The structure of a large work: Beethoven Op 131


I mentioned the necessary connections between movements of this work (Beethoven Quartet in C# Minor $14 Op. 131 ). The seven movements have an overall scheme which is described by Leonard Ratner of Stanford University:

I: Fugue (Ricercare) C# Minor.
II: Sonata-Allegro D Major
III: Recitative and Cadenza F# Minor
IV: Theme and Variations A Major
V: Scherzo E Major
VI: Adagio G# Minor
VII Sonata-Allegro C# Minor

The overall structure describes an arch of keys with a movement away from C# minor and back to it. This is reinforced by the contrasting forms and textures of each of the movements. The harmonic excursion is something that people with some tonal memory might feel, there is going to be wide personal variation in that ability, but it is cued by the textural elements and points of arrival or declaimation. Nowhere is this most obvious as the contrast between the dreamy adagio and the boistrous finale that follows it without interruption. The same is true of the scherzo and the same adagio which follows it, attacha.
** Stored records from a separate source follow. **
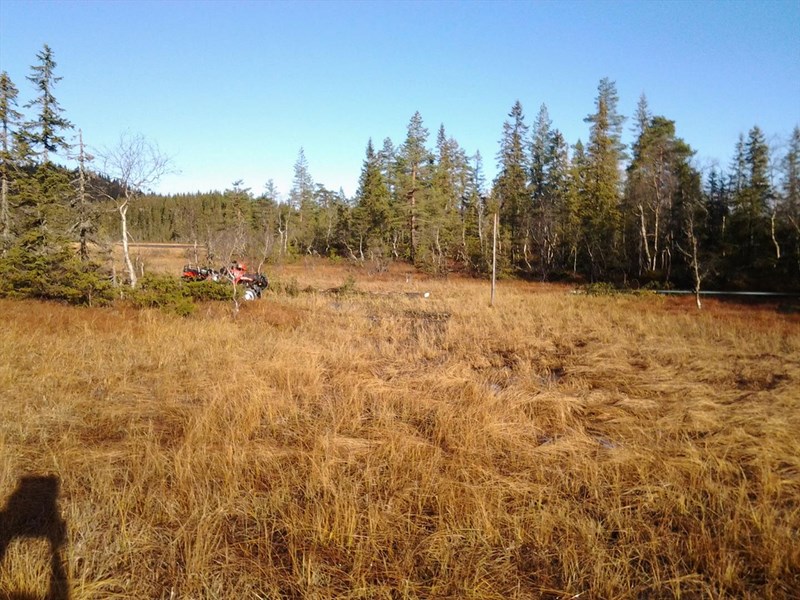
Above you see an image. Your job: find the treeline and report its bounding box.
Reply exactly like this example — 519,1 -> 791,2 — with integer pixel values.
0,46 -> 800,300
123,79 -> 800,290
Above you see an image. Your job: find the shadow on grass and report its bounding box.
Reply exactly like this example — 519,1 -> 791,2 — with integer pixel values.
0,475 -> 69,600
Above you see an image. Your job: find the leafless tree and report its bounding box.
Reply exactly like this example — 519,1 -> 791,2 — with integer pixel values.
99,133 -> 172,288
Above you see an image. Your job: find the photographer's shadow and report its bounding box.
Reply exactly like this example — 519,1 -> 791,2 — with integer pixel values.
0,475 -> 69,600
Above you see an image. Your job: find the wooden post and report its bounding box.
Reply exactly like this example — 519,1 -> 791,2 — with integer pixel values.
489,213 -> 497,306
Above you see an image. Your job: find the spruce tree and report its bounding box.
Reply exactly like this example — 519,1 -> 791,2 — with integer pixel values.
25,44 -> 72,164
492,100 -> 530,269
0,71 -> 22,246
350,139 -> 391,260
582,78 -> 625,280
398,111 -> 431,262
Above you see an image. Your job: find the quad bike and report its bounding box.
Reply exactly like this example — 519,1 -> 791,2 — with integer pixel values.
181,262 -> 269,300
181,265 -> 220,281
220,262 -> 269,300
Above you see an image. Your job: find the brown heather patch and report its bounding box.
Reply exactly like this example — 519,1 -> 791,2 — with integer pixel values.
0,270 -> 800,600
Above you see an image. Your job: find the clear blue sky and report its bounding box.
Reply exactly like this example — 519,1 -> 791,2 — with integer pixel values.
0,0 -> 800,195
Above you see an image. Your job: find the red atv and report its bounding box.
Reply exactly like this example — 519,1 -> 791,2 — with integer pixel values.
219,261 -> 269,300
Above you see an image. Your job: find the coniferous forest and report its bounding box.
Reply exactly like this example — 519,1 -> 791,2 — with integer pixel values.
0,45 -> 800,302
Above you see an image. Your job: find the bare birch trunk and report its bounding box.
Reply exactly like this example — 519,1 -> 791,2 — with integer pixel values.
118,198 -> 139,288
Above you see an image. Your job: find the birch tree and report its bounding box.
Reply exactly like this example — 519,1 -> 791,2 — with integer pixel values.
100,133 -> 172,288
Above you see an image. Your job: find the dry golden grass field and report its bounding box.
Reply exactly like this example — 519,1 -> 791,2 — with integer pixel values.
0,250 -> 800,600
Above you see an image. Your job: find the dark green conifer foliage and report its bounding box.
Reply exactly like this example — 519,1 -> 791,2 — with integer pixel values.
625,116 -> 693,281
780,127 -> 800,278
492,100 -> 531,270
397,111 -> 432,262
728,126 -> 776,278
582,78 -> 624,280
0,71 -> 22,248
351,139 -> 391,260
25,44 -> 72,163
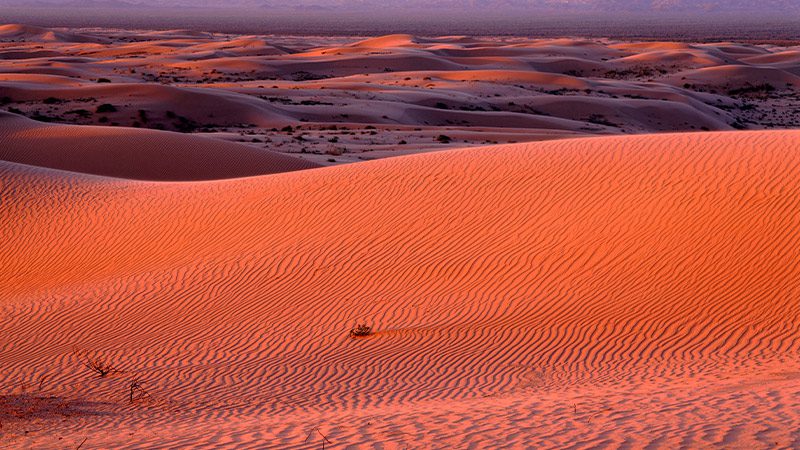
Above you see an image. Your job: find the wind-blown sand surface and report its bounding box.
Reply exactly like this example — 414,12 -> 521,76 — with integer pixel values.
0,131 -> 800,449
0,24 -> 800,165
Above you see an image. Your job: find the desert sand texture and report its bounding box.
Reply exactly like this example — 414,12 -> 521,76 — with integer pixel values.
0,131 -> 800,449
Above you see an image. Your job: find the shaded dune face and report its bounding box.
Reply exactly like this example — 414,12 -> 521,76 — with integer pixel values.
0,131 -> 800,448
0,113 -> 317,181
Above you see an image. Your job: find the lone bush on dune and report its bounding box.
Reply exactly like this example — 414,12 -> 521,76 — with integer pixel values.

Bella Bartok wrote six String Quartets that are regarded as nearly the equal of the Beethoven 17. The first quaret of Bartok was explicitly inspired by the Beethoven discussed here, beginning with a fugue and in the same key, but one can in addition trace Bartok's arch form as especially in the Forth String Quartet to this Beethoven. Beethoven's Quartet in B-Flat #13 Op. 130 has some similarities to this one and deserves comment later owing to its famous history.